In 2014 the group acquired California Endive Farms. This made Planasa one of the leading producers of endives in the world.

In 2003 the Group Darbonne took control of the 100% of Planasa until 2017, when the majority of the company’s shares (65%) were acquired by Cinven, a British private equity firm based in London. While the other 35% was held by the Group Darbonne, with Alexandre Pierron-Darbonne as CEO.

In 2018, Planasa launched the Savana and Sayulita strawberry varieties. And two years later, released a new generation of six blueberry varieties, the leading ones being Blue Manila, Blue Malibu, Blue Maldiva and Blue Madeira. Michael Brinkmann was appointed CEO of Planasa in 2020. In 2021, Planasa entered the blackberry breeding and marketing sector with Black Sultana.

During 2021/22, new strawberry varieties RedSayra and Demoiselle, as well as Pink Hudson, a raspberry variety, were brought to the market. Also in 2022 Planasa legally constituted Planasa South Africa, to expand the cultivation of its blueberry varieties in the main growing countries in Southern Africa.

One year later, in 2023, Planasa acquired 100% of its subsidiary in China. And in 2024 100% of Hansabred, in German, thus expanding its northern strawberry variety portfolio.

In 2023 the EW Group purchased 100% of the company.

== Operations ==
Planasa business lines include: research and development, nurseries and fresh produce. It is a global breeding company and the world’s largest nurseries for strawberries, raspberries, blueberries, and asparagus, as well as for garlic seeds with more than 1,500 hectares of plant production in Spain, Poland, Morocco, Romania, China, Peru, USA and Mexico. Planasa produces around 1,000 million plants annually, tailored to diverse climates and ensuring sustainability and productivity.

=== Services ===
1. Breeding (R&D): The company's activities focus on breeding new berry varieties.
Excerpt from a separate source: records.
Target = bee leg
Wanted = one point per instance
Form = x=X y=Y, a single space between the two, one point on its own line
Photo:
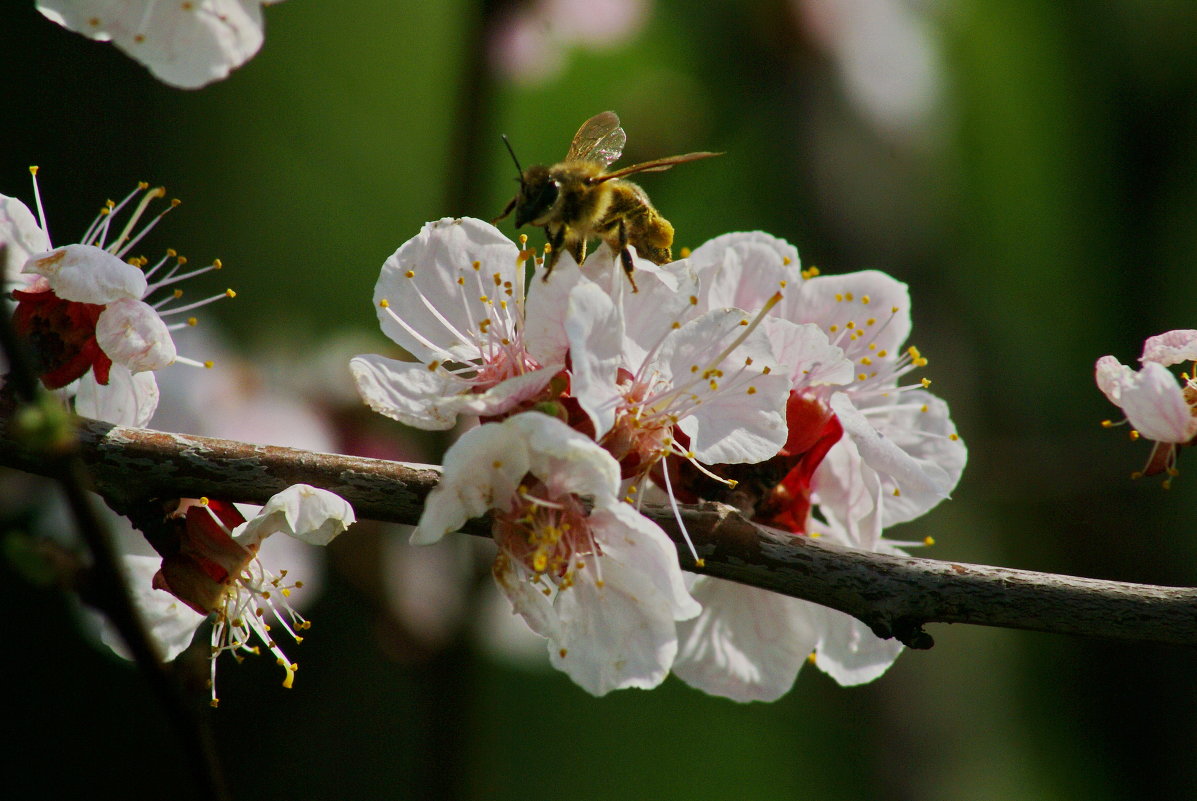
x=505 y=211
x=578 y=250
x=556 y=242
x=625 y=255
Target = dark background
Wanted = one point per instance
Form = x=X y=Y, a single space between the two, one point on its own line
x=1040 y=200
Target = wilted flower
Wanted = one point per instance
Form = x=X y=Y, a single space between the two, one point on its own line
x=1155 y=404
x=583 y=569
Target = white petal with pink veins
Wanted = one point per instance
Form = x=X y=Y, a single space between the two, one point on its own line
x=127 y=399
x=85 y=273
x=133 y=334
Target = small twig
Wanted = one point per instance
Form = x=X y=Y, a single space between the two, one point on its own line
x=894 y=595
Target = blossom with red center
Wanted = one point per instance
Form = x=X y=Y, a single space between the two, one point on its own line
x=83 y=310
x=211 y=566
x=1156 y=405
x=599 y=581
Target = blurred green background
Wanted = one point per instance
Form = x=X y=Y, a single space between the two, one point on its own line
x=1028 y=167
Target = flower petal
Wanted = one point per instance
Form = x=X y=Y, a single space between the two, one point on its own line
x=1171 y=347
x=909 y=473
x=614 y=636
x=748 y=643
x=127 y=399
x=309 y=514
x=636 y=541
x=87 y=274
x=745 y=269
x=840 y=303
x=740 y=412
x=1156 y=407
x=170 y=623
x=132 y=333
x=595 y=331
x=423 y=274
x=432 y=399
x=20 y=235
x=850 y=653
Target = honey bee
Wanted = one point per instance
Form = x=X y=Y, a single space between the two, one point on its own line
x=577 y=199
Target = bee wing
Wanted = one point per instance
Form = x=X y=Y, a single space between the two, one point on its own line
x=600 y=139
x=655 y=165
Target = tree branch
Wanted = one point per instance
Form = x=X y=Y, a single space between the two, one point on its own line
x=894 y=595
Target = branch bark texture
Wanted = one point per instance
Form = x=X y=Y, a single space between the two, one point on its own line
x=894 y=595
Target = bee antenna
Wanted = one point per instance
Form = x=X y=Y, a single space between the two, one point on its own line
x=518 y=169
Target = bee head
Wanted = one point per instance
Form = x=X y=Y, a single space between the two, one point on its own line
x=538 y=193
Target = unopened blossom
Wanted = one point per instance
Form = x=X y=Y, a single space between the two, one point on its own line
x=599 y=581
x=86 y=309
x=1155 y=404
x=454 y=298
x=211 y=566
x=184 y=43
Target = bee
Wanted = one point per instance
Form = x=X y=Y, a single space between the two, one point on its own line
x=577 y=199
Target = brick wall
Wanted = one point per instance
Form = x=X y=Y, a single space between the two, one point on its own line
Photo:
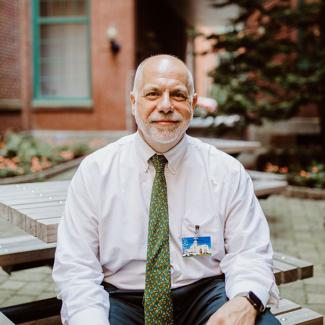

To date, Planasa has registered over 225 varieties worldwide – including strawberries, blueberries, raspberries, blackberries, garlic and asparagus and offers access to them through its nurseries, thus ensuring the supply of plants to growers around the world.
2. Nurseries: Planasa specialises in production and marketing activities of plants and seeds. Customers around the world are supplied from 13 nurseries in eight countries.
3. Fresh Produce: Planasa produces and markets different produce, mainly endives and avocado.
4. Technical support: The Group's portfolio of services also includes technical support to growers, to ensure that the varieties deliver maximum performance.

=== Research & Development ===
The Planasa Group operates six research centres worldwide (Mexico, Spain, France, German, Netherlands, USA) and also maintains development centres to monitor and test new varieties in different climate zones at strategic locations. The results are protected by plant breeders' rights. According to Planasa, it has invested more than 25 million euros in research and development between 2018 and 2023.